Toronto Commuters Travelling Longer And Farther
Toronto commuters are taking longer and driving farther to work, while modes of commuting beyond the car are increasing, according to new census data released by Statistics Canada.
The number of commuters taking public transit grew by 59.5% from 1996 to 2016 in Canada, while those using a car increased by 28.3%, according to the report, which used statistics in the 2016 Canada census.
Canadian commuters spent an average of 26.2 minutes travelling to their workplace in 2016, up 0.8 minutes from 2011, when that average was 25.4 minutes.
In Toronto, the average commuting time came in at a nation-leading 34 minutes, up one minute from 2011. The distance traveled by Toronto commuters also edged up slightly from 9.3 km to 9.6 km.

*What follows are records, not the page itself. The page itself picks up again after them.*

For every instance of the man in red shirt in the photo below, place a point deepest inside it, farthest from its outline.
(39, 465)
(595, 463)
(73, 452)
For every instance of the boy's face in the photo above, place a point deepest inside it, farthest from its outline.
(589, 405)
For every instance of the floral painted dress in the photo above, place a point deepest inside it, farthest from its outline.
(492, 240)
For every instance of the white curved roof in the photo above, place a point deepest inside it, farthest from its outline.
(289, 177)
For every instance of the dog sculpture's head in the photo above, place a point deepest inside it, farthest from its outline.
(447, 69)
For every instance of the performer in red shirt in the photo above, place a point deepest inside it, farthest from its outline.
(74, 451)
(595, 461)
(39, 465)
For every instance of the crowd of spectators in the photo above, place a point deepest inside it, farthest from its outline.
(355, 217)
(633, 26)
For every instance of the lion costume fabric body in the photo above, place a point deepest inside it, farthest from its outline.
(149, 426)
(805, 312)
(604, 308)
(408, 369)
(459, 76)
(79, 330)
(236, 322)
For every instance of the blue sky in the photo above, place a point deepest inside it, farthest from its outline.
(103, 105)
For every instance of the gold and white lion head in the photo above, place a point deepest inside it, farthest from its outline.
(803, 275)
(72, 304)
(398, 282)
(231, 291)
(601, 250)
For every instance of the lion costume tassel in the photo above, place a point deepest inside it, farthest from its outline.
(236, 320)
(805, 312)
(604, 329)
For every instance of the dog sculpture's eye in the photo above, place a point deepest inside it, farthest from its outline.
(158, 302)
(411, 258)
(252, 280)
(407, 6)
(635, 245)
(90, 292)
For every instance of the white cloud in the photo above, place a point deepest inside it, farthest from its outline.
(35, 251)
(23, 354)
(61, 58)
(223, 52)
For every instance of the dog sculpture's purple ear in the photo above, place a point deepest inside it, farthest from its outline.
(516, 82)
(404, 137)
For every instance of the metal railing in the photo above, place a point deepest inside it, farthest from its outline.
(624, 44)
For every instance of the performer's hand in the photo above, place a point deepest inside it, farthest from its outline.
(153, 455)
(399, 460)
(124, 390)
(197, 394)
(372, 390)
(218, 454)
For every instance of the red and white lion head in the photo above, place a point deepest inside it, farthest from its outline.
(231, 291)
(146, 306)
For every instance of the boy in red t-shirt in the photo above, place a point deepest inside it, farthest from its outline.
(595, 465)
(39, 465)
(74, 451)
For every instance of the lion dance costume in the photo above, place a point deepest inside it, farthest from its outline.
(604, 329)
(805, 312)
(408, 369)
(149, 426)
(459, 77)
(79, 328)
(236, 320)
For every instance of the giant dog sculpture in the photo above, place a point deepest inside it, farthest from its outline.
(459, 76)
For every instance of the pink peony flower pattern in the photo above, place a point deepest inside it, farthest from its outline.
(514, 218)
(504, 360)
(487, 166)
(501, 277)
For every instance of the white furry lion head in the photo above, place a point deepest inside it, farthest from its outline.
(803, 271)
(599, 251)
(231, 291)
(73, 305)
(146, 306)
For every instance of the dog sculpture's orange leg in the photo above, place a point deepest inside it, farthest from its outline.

Just less than a quarter of Toronto commuters were found to use public transit to get to work, up slightly from 20 years ago. But since 2006, the share of Torontonians driving their own motor vehicles to work decreased by 7%, while the share of people commuting by public transit increased by 7.7%.
Active transportation is also on the rise in Toronto, with more than 10% of commuters reporting they get to work under their own power — 8.6% by walking and 2.7% by cycling.
Toronto also had the highest Canadian portion of people commuting by sustainable transportation, according to StatsCan. In 2016, 42.5% of commuters in Toronto took sustainable transportation — public transit, carpooling, walking or cycling — to work, compared to 41.6% in Vancouver and 38.1% in Montreal.